Lawrence defends Deegan
Jordon Smith failed to make the Detroit Supercross Main and fell to sixth in the points. – Feld Motor Sports

“I think he’s like fifth in points,” Deegan said. “He’s a little out of it. Beside that it was good, I don’t know. I wasn’t really paying attention.”

Deegan jokingly deflected an earlier question with the response that he wasn’t paying attention during the incident.

“He’s my teammate, but he’s a veteran, he’s been in this sport for a while,” Deegan said. “I was up there just battling. I want to win as much as everybody else. It doesn’t matter if it’s a heat race or a main; I just want to win. I was just trying to push that.”

As Deegan and Smith battled, Jeremy Martin took the lead.
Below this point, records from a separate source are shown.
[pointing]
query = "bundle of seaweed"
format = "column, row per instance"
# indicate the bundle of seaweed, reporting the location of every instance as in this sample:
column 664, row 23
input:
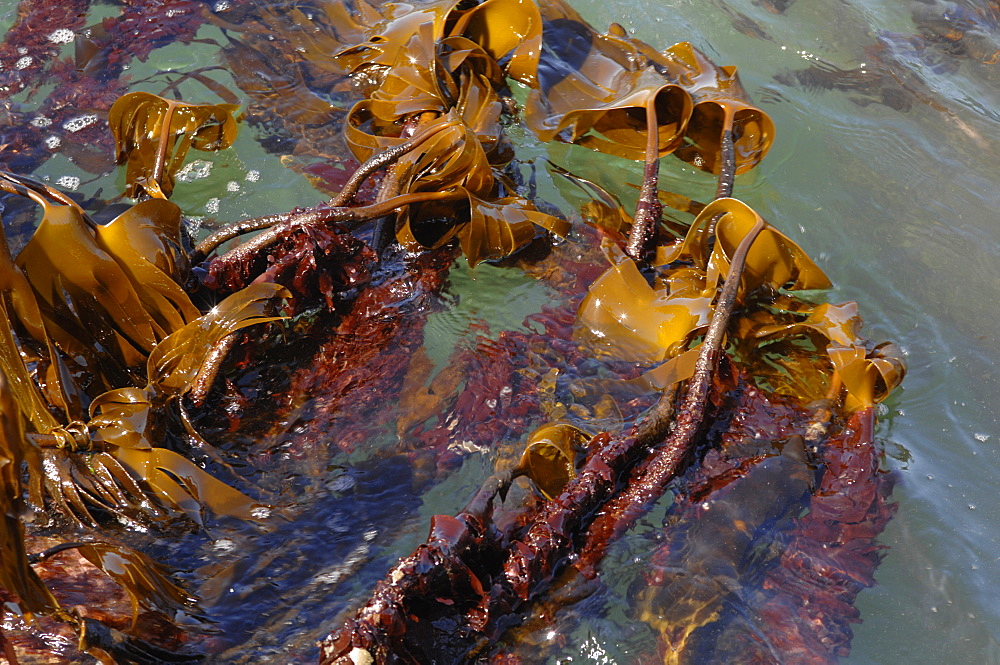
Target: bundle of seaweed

Deegan finished second in the heat and backed up his performance with a solid third-place showing in the main, which was his second podium finish in a short six-race career. Deegan’s first podium was earned at Daytona, just two rounds ago.

But as Deegan struggled to find something meaningful to say, unsurprisingly for a 17-year-old rider who was not scheduled to run the full 250 schedule this year, it was the championship leader Lawrence who came to his defense.

Lawrence defends Deegan
A block pass by Haiden Deegan led to a series of events that eventually led to Jordon Smith failing to make the Main. – Feld Motor Sports

“I just want to point something out, which kind of amazes me,” Lawrence said during the conference. “So many of the people on social media, where everyone puts their expertise in, are saying the racing back in the ’80s, the early 90s, when me were men. They’re always talking about how gnarly it was and then anytime a block pass or something happens now, everyone cries about it.

“That’s just a little bit interesting. Pick one. You want the gnarly block passes from 10 years ago and then you get it, everyone makes a big song and dance about it.”

Pressed further, Lawrence defended not only the pass but the decision-making process that gets employed lap after lap in a Supercross race.

“It’s easy to point the finger,” Lawrence said. “We’re out there making decisions in a split millisecond. People have all month to pay their phone bill and they still can’t do that on time.

“We’re making decisions at such a fast reaction [time with] adrenaline. … I’m not just saying it for me or Haiden. I speak for all the guys. No one is perfect and we’re under a microscope out there. The media is really quick to point a finger when someone makes a mistake.”

The media is required to hold athletes accountable for their actions. They are also required to tell the complete story.